At The Markup, we build our own datasets, a lot. It’s one of the core tenets of our newsroom, and how we test our hypothesis-driven journalism.
One way we do that is by finding and using undocumented APIs (or application program interfaces), which are hidden in plain sight. These APIs run behind the scenes on websites and do things that are so mundane that most people just take them for granted. Autocompleting search queries, scrolling infinitely, and filtering pages after you press a button in the user interface are all usually powered by undocumented APIs.
Especially in circumstances when data is not accessible otherwise, finding an undocumented API can be the key to allowing us to do an investigation — by finding public access to the data.
I designed a step-by-step tutorial on how to find and use undocumented APIs based on my experience doing it at The Markup:
In addition to following the tutorial, let’s talk about why these undocumented APIs matter and how I’ve used them in my reporting.
Finding Google’s blocklist of YouTube ad placements
Finding an undocumented API in Google Ads allowed Aaron Sankin and me to confirm that Google blocked key racial justice terms such as “Black Lives Matter” but not “White lives matter” and other well-known hate terms. From the webpage, it would be impossible to distinguish between a blocked response and one that was obscure and returned no results. By finding the underlying API that populates the page, we were able to intercept search queries before search results were rendered on the page. This allowed us to find structural differences in the API response based on Google’s verdict on a word or phrase and create a clear categorization system. With the API at our service and a categorization system in place, we were able to test curated lists of keywords that we had sourced from nonprofits and independent civil rights groups.
Identifying Amazon private label products
When Adrianne Jeffries and I started investigating whether or not Amazon gives an advantage to its own branded products in search, there was no definitive list saying which products were Amazon brands and exclusives.
At the time, Amazon brands were not clearly labeled on its website, and Amazon had more than 150 trademarked brands. We even ran a national survey of 1,000 adults and found that most Americans were unable to identify Amazon’s top brands.
We began inspecting Amazon’s website to find a reliable method of identifying Amazon’s brands and eventually found an unassuming button on the left-hand side of the search page that filtered the page to “our brands.”
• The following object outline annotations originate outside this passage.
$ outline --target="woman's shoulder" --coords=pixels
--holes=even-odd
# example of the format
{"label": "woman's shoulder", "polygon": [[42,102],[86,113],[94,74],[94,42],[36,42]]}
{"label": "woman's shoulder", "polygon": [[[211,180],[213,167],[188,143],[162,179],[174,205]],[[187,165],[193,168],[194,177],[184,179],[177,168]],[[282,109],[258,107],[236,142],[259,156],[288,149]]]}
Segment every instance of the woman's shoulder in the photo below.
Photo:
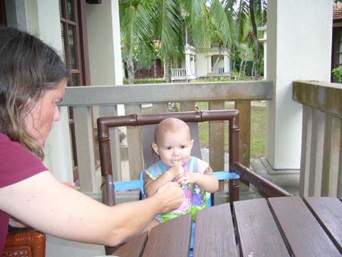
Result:
{"label": "woman's shoulder", "polygon": [[48,170],[32,153],[1,133],[0,163],[0,187]]}

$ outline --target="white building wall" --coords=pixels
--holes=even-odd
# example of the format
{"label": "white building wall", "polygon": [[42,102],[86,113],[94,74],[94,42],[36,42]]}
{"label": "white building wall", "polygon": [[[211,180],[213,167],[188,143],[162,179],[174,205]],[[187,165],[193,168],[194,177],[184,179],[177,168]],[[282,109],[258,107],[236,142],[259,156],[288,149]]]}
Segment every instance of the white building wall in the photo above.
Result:
{"label": "white building wall", "polygon": [[[18,6],[17,5],[17,8]],[[24,8],[27,31],[53,47],[61,56],[63,45],[58,1],[26,1]],[[53,129],[46,143],[44,164],[58,180],[73,181],[71,147],[68,136],[69,126],[66,107],[60,108],[60,112],[61,121],[53,124]]]}
{"label": "white building wall", "polygon": [[[266,158],[274,169],[299,168],[301,106],[292,100],[294,80],[330,81],[332,1],[269,0]],[[310,32],[308,32],[310,31]]]}
{"label": "white building wall", "polygon": [[208,74],[208,56],[203,53],[196,53],[197,76],[205,76]]}

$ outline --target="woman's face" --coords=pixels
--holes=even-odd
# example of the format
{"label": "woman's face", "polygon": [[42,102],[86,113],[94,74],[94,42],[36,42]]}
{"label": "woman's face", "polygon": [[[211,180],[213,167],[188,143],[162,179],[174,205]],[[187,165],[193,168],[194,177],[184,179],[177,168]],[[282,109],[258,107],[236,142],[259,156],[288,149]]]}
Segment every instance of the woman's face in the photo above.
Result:
{"label": "woman's face", "polygon": [[57,104],[63,99],[66,79],[54,89],[47,91],[38,101],[26,120],[27,131],[41,146],[43,146],[52,124],[58,121],[59,110]]}

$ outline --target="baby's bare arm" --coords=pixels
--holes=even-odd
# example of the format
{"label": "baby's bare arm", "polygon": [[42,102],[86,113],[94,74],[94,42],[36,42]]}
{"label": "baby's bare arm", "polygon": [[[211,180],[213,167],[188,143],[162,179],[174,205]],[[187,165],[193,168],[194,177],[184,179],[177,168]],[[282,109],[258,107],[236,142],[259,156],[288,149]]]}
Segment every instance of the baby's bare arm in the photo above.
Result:
{"label": "baby's bare arm", "polygon": [[207,170],[209,169],[211,172],[208,174],[206,174],[205,172],[204,174],[196,172],[185,172],[182,177],[177,178],[176,182],[180,183],[182,185],[195,183],[207,192],[214,193],[219,189],[219,181],[212,175],[211,168],[208,168]]}
{"label": "baby's bare arm", "polygon": [[168,171],[164,172],[157,178],[146,182],[145,184],[145,194],[147,197],[153,196],[158,188],[167,183],[171,182],[177,177],[184,174],[184,168],[180,165],[175,165],[171,167]]}

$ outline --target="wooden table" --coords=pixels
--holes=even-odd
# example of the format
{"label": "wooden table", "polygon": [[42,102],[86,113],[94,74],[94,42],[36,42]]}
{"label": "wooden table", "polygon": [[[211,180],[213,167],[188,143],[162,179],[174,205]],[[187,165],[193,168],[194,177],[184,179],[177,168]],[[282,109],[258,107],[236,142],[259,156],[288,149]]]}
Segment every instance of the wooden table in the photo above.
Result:
{"label": "wooden table", "polygon": [[[342,202],[328,197],[276,197],[197,213],[194,256],[341,256]],[[119,256],[189,256],[190,214],[117,248]]]}

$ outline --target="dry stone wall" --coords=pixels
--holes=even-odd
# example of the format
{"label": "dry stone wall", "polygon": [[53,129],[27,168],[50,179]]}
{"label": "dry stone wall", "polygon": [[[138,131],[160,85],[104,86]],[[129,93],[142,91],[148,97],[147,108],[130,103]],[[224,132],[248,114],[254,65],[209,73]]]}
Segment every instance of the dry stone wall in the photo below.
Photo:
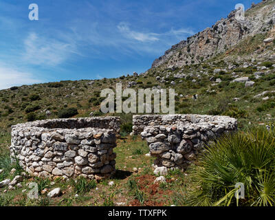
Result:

When we listened to the network requests in the browser’s developer tools, we found that the “our brands” button calls an undocumented API that could take any search term and return products that were just Amazon brands and exclusives.
Aside from using the undocumented API throughout the months-long data collection, we built a web extension that uses the API to re-create our findings for Amazon shoppers across multiple countries and languages.
Collecting more than a million internet plans
Most recently, Aaron and I used a series of APIs found on four internet service providers’ websites to collect more than 1.1 million internet plans across major cities in the United States. The scope and scale of our investigation was only possible because we were able to scale up our data collection, which we originally developed using Selenium, a browser automation tool. Although browser automation is a fundamental tool for data collection, it sucked up too many resources and was far too slow. Our trial analysis of one city and one provider took weeks to complete. However, finding the underlying APIs that powered the multistep lookup process allowed us to streamline that process to the point where we were able to collect a 10 percent sample of 21 cities in two days.
A key tool for your next investigation
As journalists, we have a suite of techniques we can use to build our own datasets. This includes filing public records requests (such as FOIA or state-level requests), keeping an eye on government data repositories, crowdsourcing, conducting surveys, web scraping, and even building physical sensors.
One way we frequently get data is through APIs, which make it possible for us to write code to communicate with servers and request records.
Some APIs are official and documented, such as the Census Data API, which we use to retrieve statistical survey data from across the United States. The benefits of documented APIs are that you know what you are going to get, and there are notes and examples to help developers use the tool as intended.
However, as we’ve seen with Twitter and Facebook, official APIs can disappear at a moment’s notice. The environment built around these data sources collapses, and the entity that rescinded the API becomes more opaque.
When it comes to undocumented APIs, there’s even less of a guarantee that they’ll stay around forever, but they do exist for a reason and can help us ask questions and access data that is otherwise inaccessible and unadvertised. We’ll keep finding them and using them for our journalism, and hope you will too.